I would like to introduce this fascinating book to you: the writer is a well-known management guru at the University of Michigan. Recently he has been focusing on the “bottom of the pyramid” market related issues. He also serves on the board of Directors of NCR Corp., Hindustan Lever Ltd., and the World Resource Institute.

Before this book, he published an excellent article titled " Serving the World's Poor, Profitably " (Harvard Business Review, Sep 2002). The book elaborates on the basic arguments put forward in the HBR article and provides ample evidence from a wide range of industries to support his arguments. The main premises of the book are that this bottom of the pyramid market is huge consisting of some 5 billion people; this market can be served profitably; and businesses that would like to sustain their growth rates (or to be more accurate) increase their growth rates, must take notice of this market which remains invisible to most because of the conventional lens they use to look at markets.

The book consists of three parts: Part I provides a discussion on the nature of these markets and the basic conditions necessary to tap the market potential. It also highlights factors that companies have to take into account to tap the market. Prahalad points out that if companies are to harness the profit opportunity provided by this market, they need to, in most cases, "create the capacity to consume". The capacity can be created not only through product and process innovations but also through providing access to credit facilities. This is one of the many ways that the book establishes a link with the microfinance industry. However, the entire book is full of many insights on microfinance development. For example, most of the twelve principles of innovations for bottom of pyramid markets that he outlines in chapter 2 can be used to analyze innovations for the microfinance industry.

The book also emphasizes the importance of process innovation. In bottom of pyramid markets, there are millions and millions of poor people. If a company is to mass market their products they must think of distribution systems. Not just any kind of distribution system but ones that can deliver inexpensively, and at minimal costs without compromising quality of the products and services.
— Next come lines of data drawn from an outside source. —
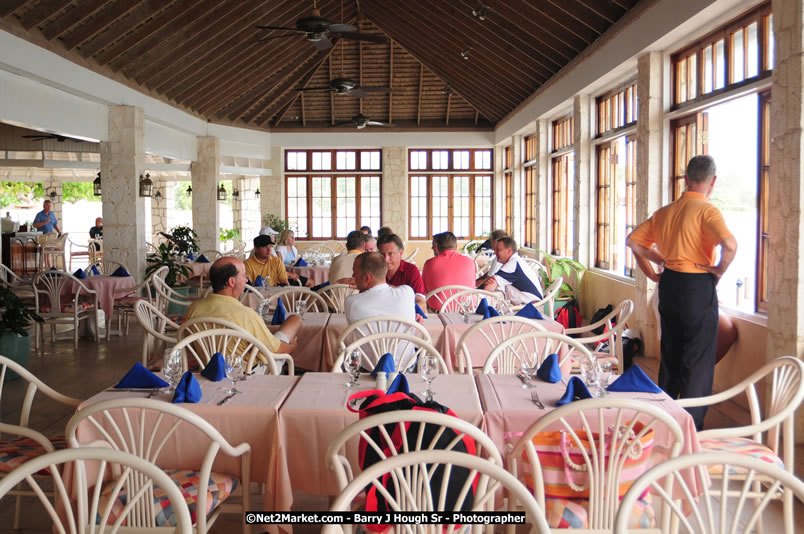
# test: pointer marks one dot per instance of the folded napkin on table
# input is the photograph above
(400, 384)
(386, 365)
(120, 272)
(576, 390)
(188, 390)
(530, 311)
(140, 377)
(215, 369)
(634, 379)
(279, 314)
(549, 370)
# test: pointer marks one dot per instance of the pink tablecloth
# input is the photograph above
(250, 417)
(316, 410)
(337, 324)
(481, 347)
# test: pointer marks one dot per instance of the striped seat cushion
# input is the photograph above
(16, 451)
(220, 487)
(744, 446)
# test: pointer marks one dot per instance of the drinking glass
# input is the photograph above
(172, 369)
(428, 367)
(352, 366)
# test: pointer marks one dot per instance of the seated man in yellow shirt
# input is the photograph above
(228, 278)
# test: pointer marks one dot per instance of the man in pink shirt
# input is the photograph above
(448, 268)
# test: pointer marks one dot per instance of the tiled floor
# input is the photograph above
(93, 367)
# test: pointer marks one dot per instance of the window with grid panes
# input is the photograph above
(332, 192)
(450, 190)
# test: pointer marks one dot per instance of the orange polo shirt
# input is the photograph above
(686, 232)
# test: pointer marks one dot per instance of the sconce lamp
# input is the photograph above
(146, 185)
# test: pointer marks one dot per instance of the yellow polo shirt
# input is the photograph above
(686, 232)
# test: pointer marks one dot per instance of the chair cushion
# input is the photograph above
(574, 513)
(16, 451)
(219, 489)
(744, 446)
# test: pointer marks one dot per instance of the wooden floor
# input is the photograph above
(95, 366)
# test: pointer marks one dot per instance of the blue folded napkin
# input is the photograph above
(385, 365)
(576, 390)
(530, 311)
(549, 370)
(635, 380)
(215, 369)
(400, 384)
(140, 377)
(320, 286)
(120, 272)
(279, 314)
(188, 390)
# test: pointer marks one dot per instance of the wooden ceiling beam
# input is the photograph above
(104, 19)
(42, 12)
(82, 10)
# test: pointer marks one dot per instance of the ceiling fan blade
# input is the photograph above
(356, 36)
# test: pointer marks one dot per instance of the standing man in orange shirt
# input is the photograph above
(686, 233)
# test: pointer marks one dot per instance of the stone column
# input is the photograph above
(395, 190)
(584, 188)
(786, 225)
(205, 178)
(649, 182)
(122, 159)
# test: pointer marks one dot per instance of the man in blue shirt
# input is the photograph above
(45, 221)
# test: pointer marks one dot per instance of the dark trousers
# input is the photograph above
(689, 314)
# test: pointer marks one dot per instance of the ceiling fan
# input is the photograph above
(361, 121)
(318, 31)
(347, 86)
(57, 137)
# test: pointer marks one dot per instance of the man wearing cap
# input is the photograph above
(263, 263)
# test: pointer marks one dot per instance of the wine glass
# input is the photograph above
(234, 371)
(352, 366)
(172, 369)
(428, 368)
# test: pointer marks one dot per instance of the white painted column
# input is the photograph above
(122, 159)
(786, 224)
(205, 178)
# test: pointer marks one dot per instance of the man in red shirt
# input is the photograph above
(448, 268)
(400, 272)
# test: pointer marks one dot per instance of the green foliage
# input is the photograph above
(14, 316)
(14, 193)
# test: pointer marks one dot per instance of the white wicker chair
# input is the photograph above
(733, 504)
(144, 427)
(413, 474)
(494, 331)
(619, 425)
(432, 423)
(135, 477)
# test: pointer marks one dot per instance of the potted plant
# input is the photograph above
(15, 325)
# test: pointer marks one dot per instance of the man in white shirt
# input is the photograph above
(515, 278)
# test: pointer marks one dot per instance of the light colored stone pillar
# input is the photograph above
(584, 188)
(206, 177)
(395, 190)
(786, 225)
(122, 159)
(649, 182)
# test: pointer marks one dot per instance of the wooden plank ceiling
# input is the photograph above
(206, 57)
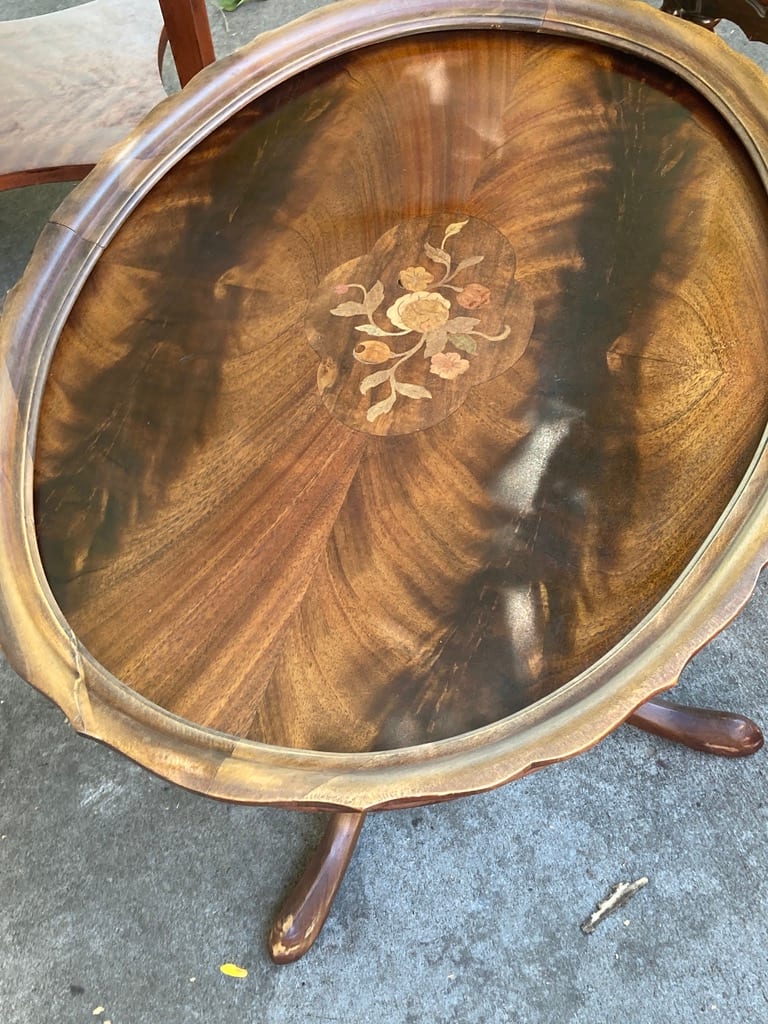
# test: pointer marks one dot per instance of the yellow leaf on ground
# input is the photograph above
(232, 971)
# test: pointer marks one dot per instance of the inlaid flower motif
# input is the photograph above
(473, 296)
(431, 332)
(416, 279)
(449, 366)
(373, 351)
(420, 311)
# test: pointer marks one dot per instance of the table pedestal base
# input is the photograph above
(307, 906)
(700, 728)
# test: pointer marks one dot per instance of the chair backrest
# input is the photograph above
(58, 116)
(750, 15)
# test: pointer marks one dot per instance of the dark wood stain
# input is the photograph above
(226, 546)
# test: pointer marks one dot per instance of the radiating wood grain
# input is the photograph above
(498, 494)
(247, 556)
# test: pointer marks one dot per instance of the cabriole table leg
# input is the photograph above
(701, 728)
(306, 908)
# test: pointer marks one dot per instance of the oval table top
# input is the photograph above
(414, 393)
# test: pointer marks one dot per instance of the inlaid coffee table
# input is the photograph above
(385, 419)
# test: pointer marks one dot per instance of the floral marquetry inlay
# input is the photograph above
(404, 332)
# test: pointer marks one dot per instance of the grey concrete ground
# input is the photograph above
(119, 891)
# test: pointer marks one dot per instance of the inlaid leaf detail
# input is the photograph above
(470, 261)
(437, 255)
(413, 391)
(373, 380)
(349, 309)
(465, 342)
(373, 329)
(381, 408)
(454, 229)
(423, 314)
(461, 325)
(374, 298)
(434, 342)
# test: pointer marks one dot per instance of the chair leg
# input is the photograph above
(701, 728)
(306, 908)
(189, 36)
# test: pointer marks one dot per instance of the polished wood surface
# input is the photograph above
(276, 561)
(235, 522)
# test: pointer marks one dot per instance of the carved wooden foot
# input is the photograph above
(704, 729)
(304, 911)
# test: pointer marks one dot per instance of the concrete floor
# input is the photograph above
(122, 892)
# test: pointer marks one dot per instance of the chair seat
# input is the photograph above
(59, 115)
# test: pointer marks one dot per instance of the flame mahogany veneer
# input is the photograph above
(386, 419)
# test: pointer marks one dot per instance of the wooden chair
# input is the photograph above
(77, 81)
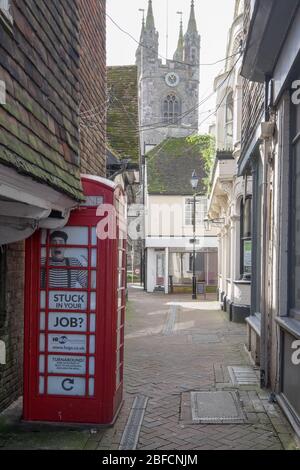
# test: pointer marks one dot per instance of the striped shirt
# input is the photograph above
(64, 278)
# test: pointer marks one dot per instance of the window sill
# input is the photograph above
(290, 325)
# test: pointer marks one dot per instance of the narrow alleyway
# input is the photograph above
(174, 346)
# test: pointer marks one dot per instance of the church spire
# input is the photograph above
(179, 51)
(150, 17)
(192, 27)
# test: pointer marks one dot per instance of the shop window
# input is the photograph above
(229, 121)
(295, 218)
(246, 238)
(2, 288)
(201, 211)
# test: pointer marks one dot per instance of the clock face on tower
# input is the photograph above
(172, 79)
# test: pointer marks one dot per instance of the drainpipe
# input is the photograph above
(267, 129)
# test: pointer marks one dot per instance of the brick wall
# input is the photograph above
(11, 321)
(93, 86)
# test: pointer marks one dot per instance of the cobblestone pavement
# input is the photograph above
(175, 346)
(170, 354)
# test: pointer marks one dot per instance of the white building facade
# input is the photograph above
(230, 204)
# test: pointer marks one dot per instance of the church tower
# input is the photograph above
(168, 92)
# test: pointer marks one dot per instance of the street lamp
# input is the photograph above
(194, 184)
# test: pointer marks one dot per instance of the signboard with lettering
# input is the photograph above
(67, 343)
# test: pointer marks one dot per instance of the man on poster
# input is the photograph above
(62, 278)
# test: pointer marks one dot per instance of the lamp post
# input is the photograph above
(194, 184)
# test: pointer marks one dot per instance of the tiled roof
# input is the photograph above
(170, 165)
(122, 118)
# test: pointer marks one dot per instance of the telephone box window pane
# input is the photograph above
(67, 365)
(68, 235)
(67, 300)
(94, 259)
(42, 343)
(61, 258)
(67, 343)
(69, 386)
(120, 279)
(120, 258)
(92, 323)
(93, 301)
(94, 280)
(94, 236)
(68, 279)
(41, 385)
(43, 300)
(92, 344)
(119, 377)
(91, 387)
(120, 295)
(42, 364)
(74, 322)
(92, 366)
(42, 321)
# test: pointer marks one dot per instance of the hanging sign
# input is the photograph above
(66, 364)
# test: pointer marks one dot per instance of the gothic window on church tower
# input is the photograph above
(193, 55)
(171, 109)
(229, 121)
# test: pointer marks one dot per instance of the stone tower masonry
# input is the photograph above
(168, 92)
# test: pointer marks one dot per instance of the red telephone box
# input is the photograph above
(75, 312)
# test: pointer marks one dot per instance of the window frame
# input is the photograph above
(199, 219)
(293, 312)
(229, 122)
(170, 115)
(245, 238)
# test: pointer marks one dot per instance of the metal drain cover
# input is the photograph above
(243, 375)
(216, 408)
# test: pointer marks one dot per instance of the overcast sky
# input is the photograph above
(214, 18)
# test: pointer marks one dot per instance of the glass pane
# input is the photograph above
(66, 278)
(43, 299)
(93, 279)
(68, 236)
(75, 322)
(92, 366)
(42, 364)
(92, 323)
(42, 321)
(69, 386)
(61, 256)
(247, 218)
(41, 385)
(42, 343)
(92, 344)
(94, 235)
(91, 387)
(93, 301)
(67, 300)
(296, 229)
(94, 259)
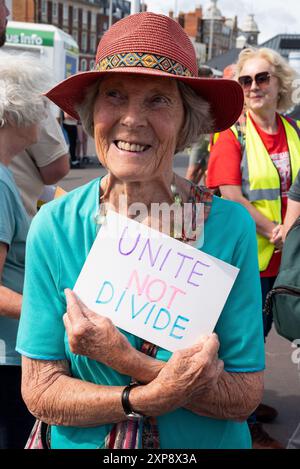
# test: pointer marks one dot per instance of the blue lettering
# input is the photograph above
(177, 326)
(112, 291)
(161, 327)
(133, 313)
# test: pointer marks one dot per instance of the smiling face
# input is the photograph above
(137, 121)
(264, 97)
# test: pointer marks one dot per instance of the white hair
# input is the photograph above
(197, 121)
(22, 81)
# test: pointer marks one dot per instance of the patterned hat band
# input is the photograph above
(140, 59)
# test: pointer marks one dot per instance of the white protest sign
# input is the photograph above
(152, 285)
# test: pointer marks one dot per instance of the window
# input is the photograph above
(75, 14)
(44, 7)
(84, 17)
(83, 65)
(66, 13)
(93, 44)
(75, 35)
(93, 21)
(84, 41)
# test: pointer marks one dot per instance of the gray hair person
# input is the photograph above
(95, 385)
(22, 108)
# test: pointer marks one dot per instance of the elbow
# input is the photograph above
(252, 398)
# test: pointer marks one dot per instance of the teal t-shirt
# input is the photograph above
(60, 238)
(14, 225)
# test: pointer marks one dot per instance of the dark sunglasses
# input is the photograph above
(262, 78)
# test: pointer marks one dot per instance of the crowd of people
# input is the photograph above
(88, 384)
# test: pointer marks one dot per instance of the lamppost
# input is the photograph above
(211, 34)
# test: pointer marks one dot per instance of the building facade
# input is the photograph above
(85, 20)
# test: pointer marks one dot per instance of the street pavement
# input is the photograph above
(282, 375)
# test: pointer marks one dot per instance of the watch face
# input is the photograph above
(134, 416)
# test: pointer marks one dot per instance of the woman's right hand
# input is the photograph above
(94, 336)
(187, 375)
(97, 338)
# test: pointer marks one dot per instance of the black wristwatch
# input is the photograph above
(130, 413)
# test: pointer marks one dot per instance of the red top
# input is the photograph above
(224, 170)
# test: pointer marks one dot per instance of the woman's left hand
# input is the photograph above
(95, 336)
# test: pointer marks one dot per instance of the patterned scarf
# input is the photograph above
(143, 433)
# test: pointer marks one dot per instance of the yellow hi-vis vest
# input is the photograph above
(261, 180)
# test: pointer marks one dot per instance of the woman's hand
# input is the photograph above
(277, 237)
(187, 375)
(97, 338)
(94, 336)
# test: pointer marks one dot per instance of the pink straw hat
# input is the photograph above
(152, 45)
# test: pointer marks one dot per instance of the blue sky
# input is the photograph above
(272, 16)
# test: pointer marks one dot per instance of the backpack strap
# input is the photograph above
(240, 133)
(295, 124)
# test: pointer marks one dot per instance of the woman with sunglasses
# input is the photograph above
(255, 162)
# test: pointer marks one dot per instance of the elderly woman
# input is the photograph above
(254, 163)
(142, 103)
(21, 108)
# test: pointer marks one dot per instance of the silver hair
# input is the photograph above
(198, 118)
(282, 70)
(22, 81)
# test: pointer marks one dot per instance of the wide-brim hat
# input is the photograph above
(152, 45)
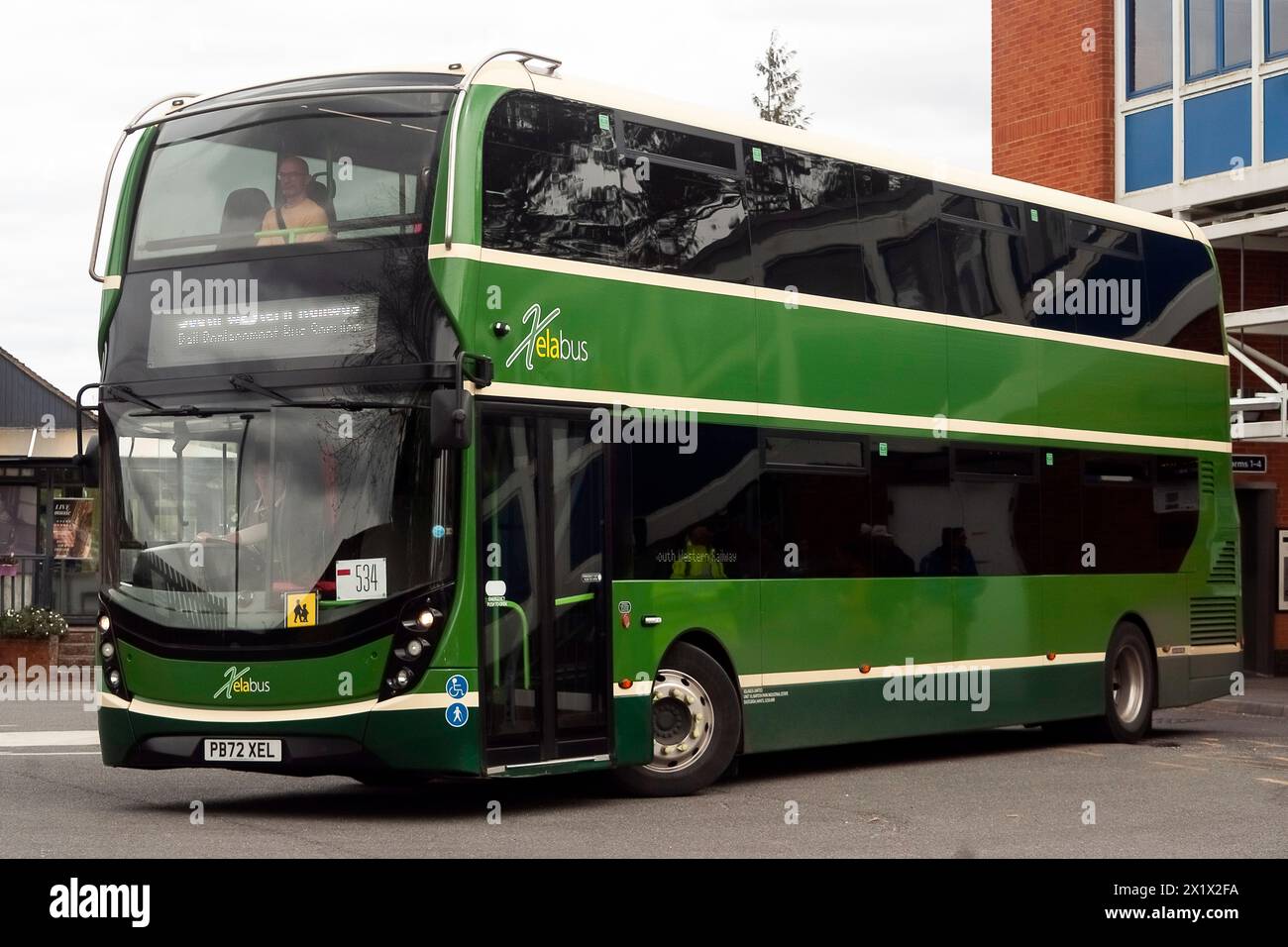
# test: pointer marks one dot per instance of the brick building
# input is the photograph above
(1179, 107)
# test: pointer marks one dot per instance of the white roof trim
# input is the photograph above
(755, 129)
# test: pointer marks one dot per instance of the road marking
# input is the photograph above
(51, 738)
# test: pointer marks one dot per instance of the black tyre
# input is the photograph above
(697, 723)
(1129, 688)
(1129, 684)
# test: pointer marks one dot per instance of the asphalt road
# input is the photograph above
(1207, 784)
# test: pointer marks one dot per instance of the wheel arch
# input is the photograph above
(709, 642)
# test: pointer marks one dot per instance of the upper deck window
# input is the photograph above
(1149, 46)
(290, 176)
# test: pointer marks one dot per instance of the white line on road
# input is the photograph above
(51, 738)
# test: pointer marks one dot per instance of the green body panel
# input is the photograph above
(844, 622)
(802, 715)
(632, 728)
(305, 682)
(115, 735)
(728, 609)
(121, 227)
(423, 740)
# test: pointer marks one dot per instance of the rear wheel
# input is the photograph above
(696, 725)
(1128, 684)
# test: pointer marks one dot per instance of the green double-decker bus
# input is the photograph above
(492, 423)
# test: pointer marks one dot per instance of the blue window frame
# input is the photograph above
(1218, 37)
(1149, 47)
(1276, 29)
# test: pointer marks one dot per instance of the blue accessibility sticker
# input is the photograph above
(458, 686)
(458, 714)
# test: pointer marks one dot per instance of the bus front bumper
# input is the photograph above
(403, 735)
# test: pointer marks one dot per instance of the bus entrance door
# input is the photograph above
(544, 579)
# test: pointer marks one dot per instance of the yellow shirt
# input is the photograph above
(304, 214)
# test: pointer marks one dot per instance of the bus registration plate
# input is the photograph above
(244, 750)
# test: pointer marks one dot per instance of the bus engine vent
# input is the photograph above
(1225, 566)
(1214, 620)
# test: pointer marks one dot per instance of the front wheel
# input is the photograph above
(697, 723)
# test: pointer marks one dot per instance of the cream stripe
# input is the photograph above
(1202, 650)
(426, 701)
(837, 674)
(638, 688)
(600, 270)
(804, 412)
(210, 715)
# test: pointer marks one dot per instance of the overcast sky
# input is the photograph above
(911, 75)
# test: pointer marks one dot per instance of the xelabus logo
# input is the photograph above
(73, 899)
(541, 343)
(240, 682)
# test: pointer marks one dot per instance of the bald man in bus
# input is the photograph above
(296, 210)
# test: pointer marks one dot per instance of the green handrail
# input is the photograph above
(291, 232)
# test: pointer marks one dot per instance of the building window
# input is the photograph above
(1218, 37)
(1276, 29)
(1149, 46)
(1219, 132)
(1149, 149)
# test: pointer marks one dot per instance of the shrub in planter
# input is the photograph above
(31, 624)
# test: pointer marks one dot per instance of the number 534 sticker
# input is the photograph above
(360, 579)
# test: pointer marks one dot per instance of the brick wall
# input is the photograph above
(1052, 102)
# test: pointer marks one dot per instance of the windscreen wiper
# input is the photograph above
(128, 394)
(245, 382)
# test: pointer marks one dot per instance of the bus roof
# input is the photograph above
(513, 75)
(510, 73)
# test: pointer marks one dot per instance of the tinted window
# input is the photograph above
(1184, 294)
(1150, 38)
(804, 226)
(683, 146)
(984, 268)
(815, 508)
(683, 221)
(550, 180)
(1001, 502)
(1061, 510)
(898, 228)
(1104, 281)
(690, 515)
(913, 510)
(1138, 512)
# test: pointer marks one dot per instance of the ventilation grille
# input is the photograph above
(1225, 566)
(1214, 620)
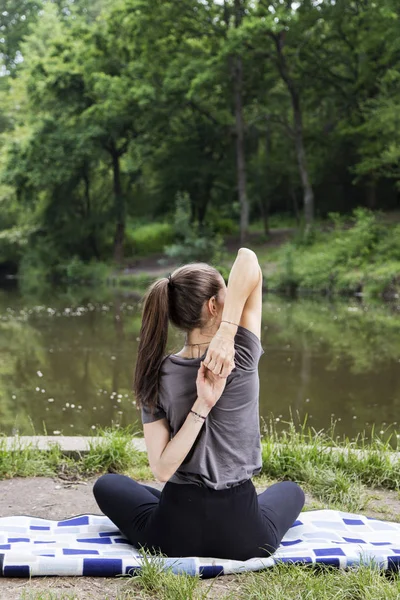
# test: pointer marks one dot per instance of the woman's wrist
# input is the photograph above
(201, 408)
(227, 329)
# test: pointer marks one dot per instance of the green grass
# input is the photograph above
(110, 452)
(333, 470)
(304, 583)
(335, 478)
(280, 582)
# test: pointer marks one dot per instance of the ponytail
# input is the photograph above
(152, 344)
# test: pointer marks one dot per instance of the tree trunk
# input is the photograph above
(371, 195)
(92, 235)
(308, 193)
(240, 142)
(119, 205)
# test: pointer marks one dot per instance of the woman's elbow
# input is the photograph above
(247, 253)
(160, 474)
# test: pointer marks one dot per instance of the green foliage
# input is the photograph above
(194, 243)
(350, 259)
(112, 451)
(148, 239)
(324, 583)
(353, 331)
(335, 471)
(109, 110)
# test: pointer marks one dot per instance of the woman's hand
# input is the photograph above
(220, 357)
(209, 386)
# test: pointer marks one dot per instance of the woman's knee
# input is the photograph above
(296, 492)
(105, 486)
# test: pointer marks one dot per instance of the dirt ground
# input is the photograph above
(55, 499)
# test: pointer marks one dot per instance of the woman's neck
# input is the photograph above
(197, 342)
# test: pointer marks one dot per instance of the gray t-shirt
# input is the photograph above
(227, 450)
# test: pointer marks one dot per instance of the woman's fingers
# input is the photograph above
(227, 368)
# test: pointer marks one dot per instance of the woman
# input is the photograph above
(201, 423)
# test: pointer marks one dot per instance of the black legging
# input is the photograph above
(190, 520)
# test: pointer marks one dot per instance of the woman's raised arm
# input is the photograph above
(242, 307)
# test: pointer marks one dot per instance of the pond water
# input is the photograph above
(66, 364)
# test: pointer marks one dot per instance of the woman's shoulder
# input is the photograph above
(248, 349)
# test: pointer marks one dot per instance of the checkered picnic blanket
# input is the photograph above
(90, 545)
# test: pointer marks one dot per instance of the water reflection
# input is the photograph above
(67, 366)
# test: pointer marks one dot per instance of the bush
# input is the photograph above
(194, 243)
(224, 226)
(347, 260)
(148, 239)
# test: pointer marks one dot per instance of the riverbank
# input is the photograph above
(55, 498)
(334, 471)
(362, 477)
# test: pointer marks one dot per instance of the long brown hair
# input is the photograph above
(180, 299)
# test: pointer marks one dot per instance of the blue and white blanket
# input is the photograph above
(91, 545)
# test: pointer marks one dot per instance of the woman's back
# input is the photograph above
(227, 450)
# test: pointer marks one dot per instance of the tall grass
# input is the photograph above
(333, 470)
(304, 583)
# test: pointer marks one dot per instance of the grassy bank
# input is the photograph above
(336, 472)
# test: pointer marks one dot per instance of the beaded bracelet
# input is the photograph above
(198, 415)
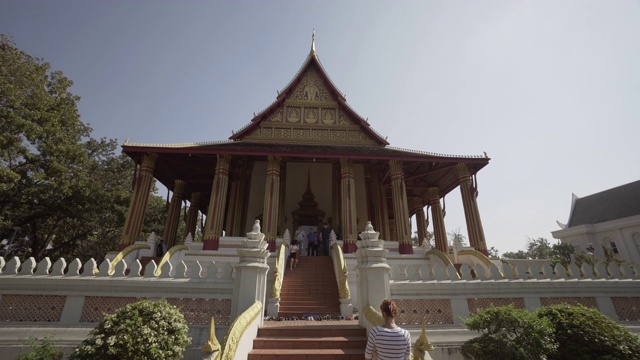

The book is full of real-life examples that illustrate well how a growing number of companies in the developing world have penetrated the bottom of pyramid market to serve the poor profitably.

Part II focuses on the innovative practices of addressing these markets and provides detailed case studies from different industries. The cases include the story of how a retail appliance dealer in Brazil – Casa Bahia - penetrated this market and built a thriving business, how the world's third largest cement company - CEMEX- in Mexico developed innovative products and delivery mechanisms to reach the poor, and how Hindustan Lever in India - expanded its sales to this market while serving a social mission. It also includes the case of ICICI Bank in India and details how this large private sector commercial bank in India is strategically reaching the poor through a multi-pronged approach to service provision. In all these cases, the poor households benefited because they were able to access products and services for which they did not have access or could not get at a competitive price. The service providers did not compromise quality to reach the poor.

Each case tells a story that must be read carefully and seriously as the cases provide insight as well as foresight into how to serve the bottom of pyramid market profitably.

Part III of the book includes a CD with 35 minutes of video success stories filmed in location in India, Peru, Mexico, Brazil and Venezuela. This book reminded me what Thomas Friedman wrote in his “Lexus and the Olive Tree: Understanding Globalization” regarding the democratization of technology; the democratization of finance, and the democratization of information, each reinforcing the other’s effects on markets to promote free market capitalism. But this book offers a much deeper and more focused analysis on how to reach billions of the poor whose demands for goods and services, including microfinance, are enormous.

I strongly recommend this book for all those who are interested not only in development of sustainable microfinance but also in serving the poor profitably.